Upon the hearing the court found that, by reason of violations and changed conditions, it would be inequitable to maintain the restriction on defendant's lot in the subdivision facing Schoolcraft avenue; that plaintiff Charles Hamburger had violated the restrictions elsewhere on the plat and upon a lot facing Schoolcraft avenue on an adjoining plat, and plaintiffs were moved by desire to prevent competition on the part of defendant with a nearby gasoline filling station operated by plaintiffs. Plaintiffs review by appeal.

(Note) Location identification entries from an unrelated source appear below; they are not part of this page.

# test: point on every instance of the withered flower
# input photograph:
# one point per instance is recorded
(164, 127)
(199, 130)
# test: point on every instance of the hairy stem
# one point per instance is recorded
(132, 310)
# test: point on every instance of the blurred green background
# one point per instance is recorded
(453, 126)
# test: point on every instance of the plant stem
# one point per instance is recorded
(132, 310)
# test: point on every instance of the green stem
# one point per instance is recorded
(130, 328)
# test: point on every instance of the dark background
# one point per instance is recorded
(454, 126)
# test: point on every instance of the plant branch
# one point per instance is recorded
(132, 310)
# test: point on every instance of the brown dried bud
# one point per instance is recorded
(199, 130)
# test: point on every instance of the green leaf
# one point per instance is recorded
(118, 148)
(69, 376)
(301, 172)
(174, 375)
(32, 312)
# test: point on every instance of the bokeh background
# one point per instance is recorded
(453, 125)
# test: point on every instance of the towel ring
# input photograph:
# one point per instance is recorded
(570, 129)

The plat, known as Restmore Homes Subdivision, consists of 225 lots and was recorded in 1915. At that time the land was commons and Schoolcraft avenue was a dirt road. The lots were restricted to residence purposes. Plaintiffs own lot No. 51, located on Manor avenue, at the extreme northerly side of the plat, and Schoolcraft avenue is near the southerly side of the plat. Defendant owns lot No. 171 on Schoolcraft avenue and had started to *613 erect a gasoline filling station thereon at the time the bill herein was filed. The restrictions were repeatedly violated as to lots on Meyers road at the west boundary of the plat, three blocks west of defendant's property, and a store and apartment building on Schoolcraft avenue near Meyers road. On Schoolcraft avenue, commencing in the second block east of defendant's lot, are rows of stores and a gasoline station, but these are in another and like restricted subdivision. Schoolcraft avenue has been widened and paved, has become a much traveled highway and has lost much of its character of a residence street and plaintiff Charles Hamburger has been an active participant in bringing about change by constructing buildings on the plat and the adjoining plat in violation of building restrictions.

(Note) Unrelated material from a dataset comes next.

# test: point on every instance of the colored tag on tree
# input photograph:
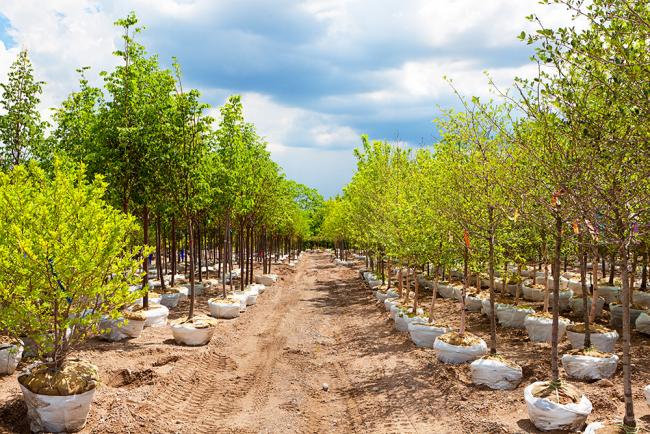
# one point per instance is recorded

The residence character of plaintiffs' lot on Manor avenue, a block and a quarter north of Schoolcraft avenue, will not be seriously affected by a gasoline filling station on defendant's lot at such a distance south and nearly two blocks east on Schoolcraft avenue.

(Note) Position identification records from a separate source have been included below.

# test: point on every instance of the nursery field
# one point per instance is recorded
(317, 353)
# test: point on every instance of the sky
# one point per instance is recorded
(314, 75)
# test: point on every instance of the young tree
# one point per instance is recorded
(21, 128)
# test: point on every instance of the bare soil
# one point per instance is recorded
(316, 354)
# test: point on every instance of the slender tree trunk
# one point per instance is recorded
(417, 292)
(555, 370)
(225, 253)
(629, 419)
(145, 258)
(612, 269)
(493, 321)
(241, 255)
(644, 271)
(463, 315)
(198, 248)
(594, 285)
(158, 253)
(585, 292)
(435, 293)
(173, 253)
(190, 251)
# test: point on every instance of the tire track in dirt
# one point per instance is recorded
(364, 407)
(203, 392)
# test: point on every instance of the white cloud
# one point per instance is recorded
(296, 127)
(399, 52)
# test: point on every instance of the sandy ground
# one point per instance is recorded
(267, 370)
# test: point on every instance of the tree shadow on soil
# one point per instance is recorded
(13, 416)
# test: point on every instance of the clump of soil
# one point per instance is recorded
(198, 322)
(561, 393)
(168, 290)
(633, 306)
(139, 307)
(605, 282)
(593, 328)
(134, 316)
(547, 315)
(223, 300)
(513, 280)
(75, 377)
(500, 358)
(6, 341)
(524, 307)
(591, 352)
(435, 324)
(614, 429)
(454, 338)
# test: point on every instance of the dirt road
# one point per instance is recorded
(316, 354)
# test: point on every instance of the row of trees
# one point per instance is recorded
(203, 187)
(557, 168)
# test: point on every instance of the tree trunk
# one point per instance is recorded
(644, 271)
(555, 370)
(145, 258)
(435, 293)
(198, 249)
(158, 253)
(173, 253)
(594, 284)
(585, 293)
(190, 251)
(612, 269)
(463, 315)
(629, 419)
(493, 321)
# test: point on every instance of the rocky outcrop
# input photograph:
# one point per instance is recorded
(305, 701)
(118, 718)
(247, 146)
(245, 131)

Building restriction cases are governed by particular facts and it is neither possible nor desirable to establish a measuring stick and thereafter cut cases to fit for that would be too Procrustean.
Schoolcraft avenue has, in many respects, become a business thoroughfare and the change has induced uncontested violations of the building restrictions east and west of defendant's lot, and the march of business from both directions will, undoubtedly, soon pinch out the oasis plaintiffs want maintained for the benefit of their lot on another street. The change appears to have been recognized by, and acquiesced in by other owners of lots, and the business character of Schoolcraft avenue accepted by *614 plaintiff Charles Hamburger in his violation of building restrictions east of defendant's lot in the adjoining plat.
The circuit judge reached a right result.
The decree, dismissing plaintiffs' bill, is affirmed, with costs to defendant.
NELSON SHARPE, C.J., and POTTER, NORTH, FEAD, BUTZEL, BUSHNELL, and EDWARD M. SHARPE, JJ., concurred.